The program is a partnership with Planet Labs, a San Francisco-based company that operates Earth-imaging satellites. California plans to make data collected by the satellite publicly available.
“This initiative will enable us to spotlight the methane, the pollution, and then be able to be in a position to point out those who pollute and then develop the remedies to end it,” Brown said. “We will fight the climate challenge and we will succeed.”
Brown initially raised the idea of the satellite nearly two years ago, speaking to a conference of scientists shortly after the election of President Donald Trump.
With news of proposed budget cuts under the new presidential administration that could have effectively eliminated Earth-observing satellites used to monitor the effects of climate change, Brown promised to defy the federal government.
“If Trump turns off the satellites, California will launch its own damn satellite,” he said in December 2016. “We’re going to collect that data.”
Brown noted in the same speech that he proposed California launch its own communications satellite during his first stint as governor in the late 1970s, an idea that helped earn him the nickname “Gov. Moonbeam.”
In an email, spokesman Stanley Young said the Air Resources Board “will receive and distribute satellite observations and convene partners to convert the data to action.”
Young said no state money would be used for the project, but California “plans to provide in-kind contributions and possible additional resources to assure data access and to facilitate appropriate emission reductions.” The Overlook International Foundation and the Grantham Foundation have provided initial funding, he added, and further fundraising is expected to complete the project.
California’s goal is to launch the satellite by 2021, with data available beginning in 2022.
“CARB has funded activities over the past decade to test and apply various technologies to detect greenhouse gas emission sources, including super emitters, in California. The goal is to port these detection technologies onto the satellite,” Young said.

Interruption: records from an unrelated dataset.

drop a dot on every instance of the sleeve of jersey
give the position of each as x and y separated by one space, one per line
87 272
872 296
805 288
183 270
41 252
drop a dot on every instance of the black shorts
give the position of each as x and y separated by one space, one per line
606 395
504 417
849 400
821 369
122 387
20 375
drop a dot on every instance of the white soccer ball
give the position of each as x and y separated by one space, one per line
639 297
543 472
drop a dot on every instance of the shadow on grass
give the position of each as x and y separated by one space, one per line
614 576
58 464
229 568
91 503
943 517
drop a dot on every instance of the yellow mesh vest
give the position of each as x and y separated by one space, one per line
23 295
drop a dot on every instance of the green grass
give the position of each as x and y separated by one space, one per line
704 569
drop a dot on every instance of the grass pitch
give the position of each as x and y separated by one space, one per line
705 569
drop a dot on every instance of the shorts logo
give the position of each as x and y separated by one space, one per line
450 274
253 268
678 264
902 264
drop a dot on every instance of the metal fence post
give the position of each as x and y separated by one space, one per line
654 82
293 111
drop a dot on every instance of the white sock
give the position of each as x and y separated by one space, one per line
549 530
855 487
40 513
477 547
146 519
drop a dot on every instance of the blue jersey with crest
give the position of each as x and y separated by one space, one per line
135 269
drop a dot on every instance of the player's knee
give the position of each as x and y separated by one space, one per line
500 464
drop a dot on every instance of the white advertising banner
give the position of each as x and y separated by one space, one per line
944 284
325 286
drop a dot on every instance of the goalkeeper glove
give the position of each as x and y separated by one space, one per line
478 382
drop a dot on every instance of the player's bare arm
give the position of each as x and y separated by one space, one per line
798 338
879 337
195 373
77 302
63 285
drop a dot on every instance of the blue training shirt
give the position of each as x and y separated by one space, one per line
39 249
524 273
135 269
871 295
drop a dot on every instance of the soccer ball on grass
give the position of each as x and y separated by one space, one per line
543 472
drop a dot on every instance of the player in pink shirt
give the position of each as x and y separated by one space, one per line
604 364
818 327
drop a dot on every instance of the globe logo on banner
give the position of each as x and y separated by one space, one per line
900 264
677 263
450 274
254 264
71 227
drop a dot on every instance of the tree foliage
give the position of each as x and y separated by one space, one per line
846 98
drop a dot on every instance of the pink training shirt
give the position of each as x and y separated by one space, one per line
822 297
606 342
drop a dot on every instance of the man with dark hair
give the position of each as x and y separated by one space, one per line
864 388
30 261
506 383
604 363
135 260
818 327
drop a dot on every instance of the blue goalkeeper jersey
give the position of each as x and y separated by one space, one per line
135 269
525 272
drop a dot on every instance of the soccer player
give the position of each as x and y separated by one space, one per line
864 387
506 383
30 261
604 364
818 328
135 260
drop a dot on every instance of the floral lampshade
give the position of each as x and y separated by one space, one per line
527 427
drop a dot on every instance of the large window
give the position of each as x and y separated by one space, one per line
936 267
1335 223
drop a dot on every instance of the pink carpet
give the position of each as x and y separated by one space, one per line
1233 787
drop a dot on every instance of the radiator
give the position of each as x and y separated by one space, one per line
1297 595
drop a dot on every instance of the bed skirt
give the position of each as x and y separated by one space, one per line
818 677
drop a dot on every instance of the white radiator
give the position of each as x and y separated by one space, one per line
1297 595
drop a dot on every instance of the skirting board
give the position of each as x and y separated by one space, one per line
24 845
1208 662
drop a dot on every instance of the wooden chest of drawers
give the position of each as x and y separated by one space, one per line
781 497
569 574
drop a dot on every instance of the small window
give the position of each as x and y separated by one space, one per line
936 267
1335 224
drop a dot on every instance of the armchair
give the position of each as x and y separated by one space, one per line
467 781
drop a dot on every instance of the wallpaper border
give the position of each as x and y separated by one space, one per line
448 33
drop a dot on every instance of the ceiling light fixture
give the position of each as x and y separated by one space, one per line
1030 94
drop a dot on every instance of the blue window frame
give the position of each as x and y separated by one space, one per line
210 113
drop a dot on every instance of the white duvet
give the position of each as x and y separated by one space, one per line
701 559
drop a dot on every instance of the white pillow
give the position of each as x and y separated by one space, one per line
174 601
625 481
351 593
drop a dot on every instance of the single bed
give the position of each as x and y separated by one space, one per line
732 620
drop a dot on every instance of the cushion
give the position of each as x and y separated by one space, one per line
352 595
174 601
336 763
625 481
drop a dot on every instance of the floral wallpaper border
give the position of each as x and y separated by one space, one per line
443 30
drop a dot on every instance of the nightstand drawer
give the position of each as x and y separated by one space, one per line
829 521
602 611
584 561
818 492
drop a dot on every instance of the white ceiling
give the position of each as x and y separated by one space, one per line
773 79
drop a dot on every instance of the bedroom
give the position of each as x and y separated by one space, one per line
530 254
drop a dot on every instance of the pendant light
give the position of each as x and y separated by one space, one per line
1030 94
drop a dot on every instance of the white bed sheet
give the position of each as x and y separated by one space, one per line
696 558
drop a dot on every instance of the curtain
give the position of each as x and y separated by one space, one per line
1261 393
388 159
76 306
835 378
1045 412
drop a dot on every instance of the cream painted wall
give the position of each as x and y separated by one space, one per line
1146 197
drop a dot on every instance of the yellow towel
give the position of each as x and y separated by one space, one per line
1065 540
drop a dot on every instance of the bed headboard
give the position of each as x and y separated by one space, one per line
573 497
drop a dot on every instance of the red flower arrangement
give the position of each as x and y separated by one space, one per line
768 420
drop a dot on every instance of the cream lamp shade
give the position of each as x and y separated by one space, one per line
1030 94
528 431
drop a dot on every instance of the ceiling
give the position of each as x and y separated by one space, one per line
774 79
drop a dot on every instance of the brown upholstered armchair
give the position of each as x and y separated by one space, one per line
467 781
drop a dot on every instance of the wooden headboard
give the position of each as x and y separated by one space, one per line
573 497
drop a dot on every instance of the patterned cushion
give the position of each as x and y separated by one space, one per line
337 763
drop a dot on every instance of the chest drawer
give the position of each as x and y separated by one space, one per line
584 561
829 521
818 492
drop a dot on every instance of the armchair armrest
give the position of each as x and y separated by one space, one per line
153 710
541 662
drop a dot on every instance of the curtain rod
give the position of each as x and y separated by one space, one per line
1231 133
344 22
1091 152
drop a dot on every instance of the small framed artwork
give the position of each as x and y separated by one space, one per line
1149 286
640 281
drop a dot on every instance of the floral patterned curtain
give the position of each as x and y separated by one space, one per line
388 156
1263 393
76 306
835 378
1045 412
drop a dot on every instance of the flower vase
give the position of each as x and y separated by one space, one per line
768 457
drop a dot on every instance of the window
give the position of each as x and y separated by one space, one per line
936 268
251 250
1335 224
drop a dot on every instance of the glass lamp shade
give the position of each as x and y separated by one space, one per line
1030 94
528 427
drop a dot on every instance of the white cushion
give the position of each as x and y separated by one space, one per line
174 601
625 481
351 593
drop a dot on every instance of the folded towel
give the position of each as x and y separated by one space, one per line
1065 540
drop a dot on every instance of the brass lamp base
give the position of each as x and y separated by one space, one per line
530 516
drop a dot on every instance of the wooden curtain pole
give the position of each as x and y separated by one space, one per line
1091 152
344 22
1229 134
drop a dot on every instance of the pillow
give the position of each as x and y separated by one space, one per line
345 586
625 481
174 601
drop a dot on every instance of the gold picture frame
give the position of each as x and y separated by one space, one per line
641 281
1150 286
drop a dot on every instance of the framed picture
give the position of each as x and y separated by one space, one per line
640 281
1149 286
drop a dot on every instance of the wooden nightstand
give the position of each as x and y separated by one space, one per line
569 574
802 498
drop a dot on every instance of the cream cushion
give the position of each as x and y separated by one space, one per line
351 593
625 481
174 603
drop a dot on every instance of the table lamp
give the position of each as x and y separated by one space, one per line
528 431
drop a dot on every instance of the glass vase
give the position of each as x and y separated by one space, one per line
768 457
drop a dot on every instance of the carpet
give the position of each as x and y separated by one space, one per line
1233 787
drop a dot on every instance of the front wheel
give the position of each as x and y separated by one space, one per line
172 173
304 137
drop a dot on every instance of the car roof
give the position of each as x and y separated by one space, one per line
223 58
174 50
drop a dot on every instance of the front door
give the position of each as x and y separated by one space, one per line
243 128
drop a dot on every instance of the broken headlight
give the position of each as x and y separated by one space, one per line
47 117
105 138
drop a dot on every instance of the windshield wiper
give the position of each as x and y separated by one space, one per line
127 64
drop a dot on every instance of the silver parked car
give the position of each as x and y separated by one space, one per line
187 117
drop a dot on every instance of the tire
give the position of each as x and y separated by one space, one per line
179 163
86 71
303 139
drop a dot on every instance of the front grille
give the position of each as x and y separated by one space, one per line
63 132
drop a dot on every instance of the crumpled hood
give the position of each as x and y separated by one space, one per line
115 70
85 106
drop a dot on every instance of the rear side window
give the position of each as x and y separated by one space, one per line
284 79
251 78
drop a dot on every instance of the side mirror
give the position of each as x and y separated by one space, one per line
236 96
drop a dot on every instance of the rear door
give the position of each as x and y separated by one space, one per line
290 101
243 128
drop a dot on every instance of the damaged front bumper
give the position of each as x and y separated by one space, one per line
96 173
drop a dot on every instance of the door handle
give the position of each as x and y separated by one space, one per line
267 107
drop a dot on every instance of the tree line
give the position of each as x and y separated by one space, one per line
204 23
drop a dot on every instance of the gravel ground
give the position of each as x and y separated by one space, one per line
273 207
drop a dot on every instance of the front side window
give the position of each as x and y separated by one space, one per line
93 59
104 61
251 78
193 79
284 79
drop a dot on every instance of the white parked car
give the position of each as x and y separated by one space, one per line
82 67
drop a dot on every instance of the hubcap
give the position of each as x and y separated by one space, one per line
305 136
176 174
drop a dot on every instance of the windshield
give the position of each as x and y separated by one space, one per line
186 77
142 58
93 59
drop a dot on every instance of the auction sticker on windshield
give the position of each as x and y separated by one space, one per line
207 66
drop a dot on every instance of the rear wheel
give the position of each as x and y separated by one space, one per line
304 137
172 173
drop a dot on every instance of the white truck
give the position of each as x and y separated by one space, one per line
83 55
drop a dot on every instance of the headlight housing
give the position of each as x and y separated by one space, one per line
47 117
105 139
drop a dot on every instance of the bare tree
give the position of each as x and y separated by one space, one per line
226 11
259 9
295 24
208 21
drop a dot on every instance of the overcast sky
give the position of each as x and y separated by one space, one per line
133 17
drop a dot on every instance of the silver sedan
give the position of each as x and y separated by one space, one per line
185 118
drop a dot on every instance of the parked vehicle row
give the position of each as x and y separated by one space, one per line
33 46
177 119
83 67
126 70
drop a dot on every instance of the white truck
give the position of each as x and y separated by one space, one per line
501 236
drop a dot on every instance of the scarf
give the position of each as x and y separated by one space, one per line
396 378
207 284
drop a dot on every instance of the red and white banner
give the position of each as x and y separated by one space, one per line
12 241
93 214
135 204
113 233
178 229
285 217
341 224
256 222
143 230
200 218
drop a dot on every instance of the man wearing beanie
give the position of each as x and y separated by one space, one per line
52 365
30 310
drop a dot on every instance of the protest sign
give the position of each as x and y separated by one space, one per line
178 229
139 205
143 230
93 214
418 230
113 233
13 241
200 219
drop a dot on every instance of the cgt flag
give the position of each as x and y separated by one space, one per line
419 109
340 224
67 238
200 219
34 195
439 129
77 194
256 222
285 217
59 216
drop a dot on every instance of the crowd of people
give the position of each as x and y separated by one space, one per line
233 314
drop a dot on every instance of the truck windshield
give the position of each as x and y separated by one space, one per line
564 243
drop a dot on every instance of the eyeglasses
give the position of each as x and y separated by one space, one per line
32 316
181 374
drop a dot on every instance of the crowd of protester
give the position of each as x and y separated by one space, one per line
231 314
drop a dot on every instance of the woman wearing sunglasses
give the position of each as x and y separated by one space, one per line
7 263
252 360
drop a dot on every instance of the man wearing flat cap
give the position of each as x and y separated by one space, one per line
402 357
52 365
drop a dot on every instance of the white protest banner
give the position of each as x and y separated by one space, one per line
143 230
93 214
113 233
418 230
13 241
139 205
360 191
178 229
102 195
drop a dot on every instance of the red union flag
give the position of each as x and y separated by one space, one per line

Brown simultaneously made a secondary commitment to share the satellite data with governments, businesses, landowners and others around the world through a common platform developed in partnership with the Environmental Defense Fund.
The nonprofit environmental advocacy organization announced in April its own plans to launch a satellite by 2021 to collect data on global methane emissions from oil and gas fields. President Fred Krupp said in an interview that the projects could complement each other.
“Once we find where the big plumes of methane are coming from, they’ll be able to zero in,” Krupp said.